Na trama, Henry Cavill interpreta um detetive obstinado que não hesita em ignorar protocolos para capturar um assassino em série. Com um visual mais desleixado e rústico do que o público costuma ver em produções como Man of Steel ou em projetos recentes como Linha de Frente, o personagem central se une a uma analista de perfil criminal, vivida por Alexandra Daddario, e a um vigilante misterioso, interpretado pelo vencedor do Oscar Ben Kingsley. O trio acaba envolvido em uma teia perigosa que conecta o criminoso a uma série de desaparecimentos de mulheres ao longo de vários anos.
Recepção crítica e o fracasso nas bilheterias

Dirigido e roteirizado por David Raymond, o filme enfrentou uma recepção bastante negativa durante sua estreia nos cinemas. A crítica especializada da época classificou a narrativa como previsível e repleta de clichês do gênero policial. Esse desempenho resultou em uma pontuação de apenas 14% no agregador Rotten Tomatoes, embora o público tenha demonstrado uma recepção ligeiramente mais favorável, com 50% de aprovação no medidor da plataforma. Financeiramente, o projeto também não obteve sucesso, arrecadando apenas US$ 1 milhão mundialmente, o que o consolidou como um fracasso comercial.
Apesar desses números desanimadores, a dinâmica do mercado de streaming permitiu que Night Hunter encontrasse um novo público. O filme passou meses no top 10 global do Paramount+ e, após um breve período fora das listas de destaque, retornou recentemente ao ranking, ocupando a sétima posição. O longa aparece à frente de produções como The Running Man e Take Cover, mantendo-se próximo de sucessos de bilheteria como Gladiator II e o fenômeno Top Gun: Maverick, que lidera a plataforma.
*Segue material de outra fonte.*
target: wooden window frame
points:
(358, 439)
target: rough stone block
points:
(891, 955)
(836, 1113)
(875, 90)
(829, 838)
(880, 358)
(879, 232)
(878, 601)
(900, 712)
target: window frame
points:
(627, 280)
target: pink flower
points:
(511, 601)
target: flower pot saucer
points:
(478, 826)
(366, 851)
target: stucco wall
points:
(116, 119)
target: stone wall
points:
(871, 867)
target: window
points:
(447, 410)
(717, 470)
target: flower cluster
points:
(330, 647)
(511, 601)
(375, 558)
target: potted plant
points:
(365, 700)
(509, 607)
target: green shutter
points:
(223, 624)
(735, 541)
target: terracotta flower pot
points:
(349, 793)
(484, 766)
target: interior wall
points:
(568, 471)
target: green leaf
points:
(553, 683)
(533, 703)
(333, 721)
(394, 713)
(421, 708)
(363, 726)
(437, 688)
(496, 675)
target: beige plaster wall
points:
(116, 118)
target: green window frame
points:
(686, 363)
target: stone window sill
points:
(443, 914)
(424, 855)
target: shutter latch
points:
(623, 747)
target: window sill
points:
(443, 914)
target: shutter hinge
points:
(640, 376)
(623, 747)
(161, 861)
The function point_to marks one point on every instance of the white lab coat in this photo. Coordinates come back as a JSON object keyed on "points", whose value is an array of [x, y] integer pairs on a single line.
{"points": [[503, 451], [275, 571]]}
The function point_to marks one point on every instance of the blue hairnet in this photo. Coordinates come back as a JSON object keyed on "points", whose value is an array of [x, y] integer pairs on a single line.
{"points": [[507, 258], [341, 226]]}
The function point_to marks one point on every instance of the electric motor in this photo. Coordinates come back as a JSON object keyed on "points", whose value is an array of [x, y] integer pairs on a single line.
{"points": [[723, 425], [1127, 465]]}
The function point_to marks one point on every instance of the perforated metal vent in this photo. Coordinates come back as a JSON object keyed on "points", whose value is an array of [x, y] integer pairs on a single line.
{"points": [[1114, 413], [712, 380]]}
O futuro de Henry Cavill nas telas

Enquanto o público redescobre esse suspense policial, Henry Cavill prepara uma série de novos trabalhos que prometem movimentar sua carreira. O ator está envolvido na aguardada releitura de Highlander, dirigida por Chad Stahelski, cineasta responsável pela franquia john wick. Além disso, ele protagoniza a adaptação live-action de Voltron para o Amazon Prime Video, um projeto que segue a tendência de trazer animações clássicas dos anos 80 para o formato de longa-metragem.
A agenda de Cavill também inclui o retorno como Sherlock Holmes na sequência Enola Holmes 3, produzida pela Netflix, e o desenvolvimento da série baseada no universo de Warhammer 40k. Rumores ainda apontam para uma possível reunião com Tom Cruise, seu colega de elenco em Mission: Impossible, para um novo épico de guerra intitulado Broadsword. Assim como em Cape Fear, que entregou uma das cenas mais tensas do ano, o ator busca consolidar sua versatilidade em diferentes gêneros.
A trajetória de Night Hunter serve como um lembrete de que a recepção inicial de um filme não define necessariamente seu legado a longo prazo. O interesse renovado dos espectadores por thrillers diretos e focados na investigação mostra que o público valoriza narrativas que, mesmo com falhas técnicas apontadas pela crítica, conseguem entregar uma experiência de entretenimento eficiente. Para os fãs de Henry Cavill, o filme funciona como uma curiosidade interessante sobre a evolução do ator antes de assumir papéis em produções de escala ainda maior.
O sucesso recente no streaming também destaca a força do catálogo de plataformas como o Paramount+ em resgatar títulos que passaram despercebidos pelo grande público. Ao oferecer acesso fácil a produções de diversos gêneros, o serviço permite que obras como Night Hunter alcancem novos espectadores que, talvez, não tivessem a oportunidade de assistir ao filme durante sua curta passagem pelos cinemas. Esse fenômeno de redescoberta é cada vez mais comum na era do streaming, onde o valor de um título é medido pela sua capacidade de engajamento contínuo.